A few words about Tezuka’s Buddha

After re-reading Phoenix, I recently decided to re-read Buddha. As was probably the case with many English readers, Buddha formed my first exposure to Osamu Tezuka’s more serious works. And it’s a good starting-point for Tezuka, containing as it does many of his stylistic themes, habits and quirks. E.g. formal play (as when characters break through the panel walls); cute animals; a broad humanism; his famous “star system” (although there are fewer cameos and roles for his regular cast than in some of his other works); the juxtaposition of cartoony figures against quasi-realistic backgrounds; patchgourds and the little pleased-to-meet-ya guy; and above all the wild variations in tone from pathos to bathos and back again from page to page — and sometimes even within a single page. It’s also his longest single continuous narrative thus far published in English and, I would guess, probably his longest one in any language. [Phoenix, for mine, being more a series of short stories connected through theme and the occasional cross-over character; while Astro Boy and Black Jack, although longer, are episodic by nature.]

The result is a vast epic, by turns raucous and calm, deeply respectful and irreverent, tragic and comic (see what I mean about the variations in tone?). In terms of the Buddha’s own personal journey, the climax comes at the end of Volume 4, when he achieves enlightenment — uh, SPOILER, I guess, in the way that you’d spoil The Passion by revealing that Jesus gets it in the end. I mean, the whole point of the Buddha is that he achieves enlightenment; that’s why he’s called the Buddha, the name meaning “Enlightened One”. But Tezuka fills his pages with secondary characters, each of whom has a gripping, moving story to tell and so you barely notice that there’s nowhere really for the nominal protagonist to go, or grow, after halfway through the series. Indeed, I had forgotten how much of this series is given over to business with other characters than the Buddha himself.

That said, I felt a slight dip in the series around Volume 6, when Ananda is introduced.

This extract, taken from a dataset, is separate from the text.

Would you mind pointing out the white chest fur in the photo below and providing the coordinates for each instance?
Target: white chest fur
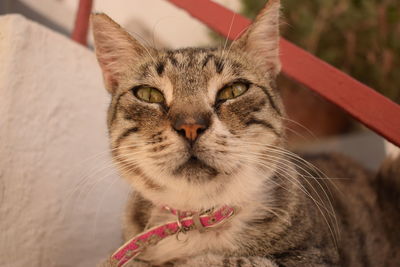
(224, 237)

I’m not sure that the series needed another bandit to be converted by the Buddha, or another figure who hates the caste system, or another woman whose muteness is cured by the Buddha. Tezuka seems to be repeating himself here, with diminishing returns. But things pick up again in the final volume. Another quibble — I thought the telling of the Four Encounters (where a pre-enlightenment Siddharta first encounters death, disease, old age and asceticism) was somewhat fumbled. This is one of the greatest myths in the world, and Tezuka rather hurries over it in his haste to cram in as much of human interest as possible.

(And I still bloody hate those Chip Kidd dust-sleeves on the hardcovers)

Still, these are minor quibbles with a monumental, deeply moving epic worthy of its subject matter. If anyone was going to draw a three thousand-page manga biography of the Buddha, I’m glad it was Tezuka.

Recommended? Absolutely.

2 Responses to “A few words about Tezuka’s Buddha”

  1. James Moar Says:

    Some of the repetition might be the result of the manga being serialised over 11 years. It weakens the unified work, but over that length of time some things might seem worth reiterating.

    I wonder if the underplaying of the Four Encounters might be because it rests on a rather stylised element — the idea that Siddhartha was entirely isolated from all these things beforehand. Tezuka’s grounding of the Buddha in his highly populated epic tends to work against the credibility of that.

  2. Jones, one of the Jones boys Says:

    You’re right on both counts, I think. As a matter of fact, I disliked that latter part of the series — the fact that Siddharta wasn’t isolated from the real world before the Four Encounters — precisely because it downplayed the importance of the Encounters.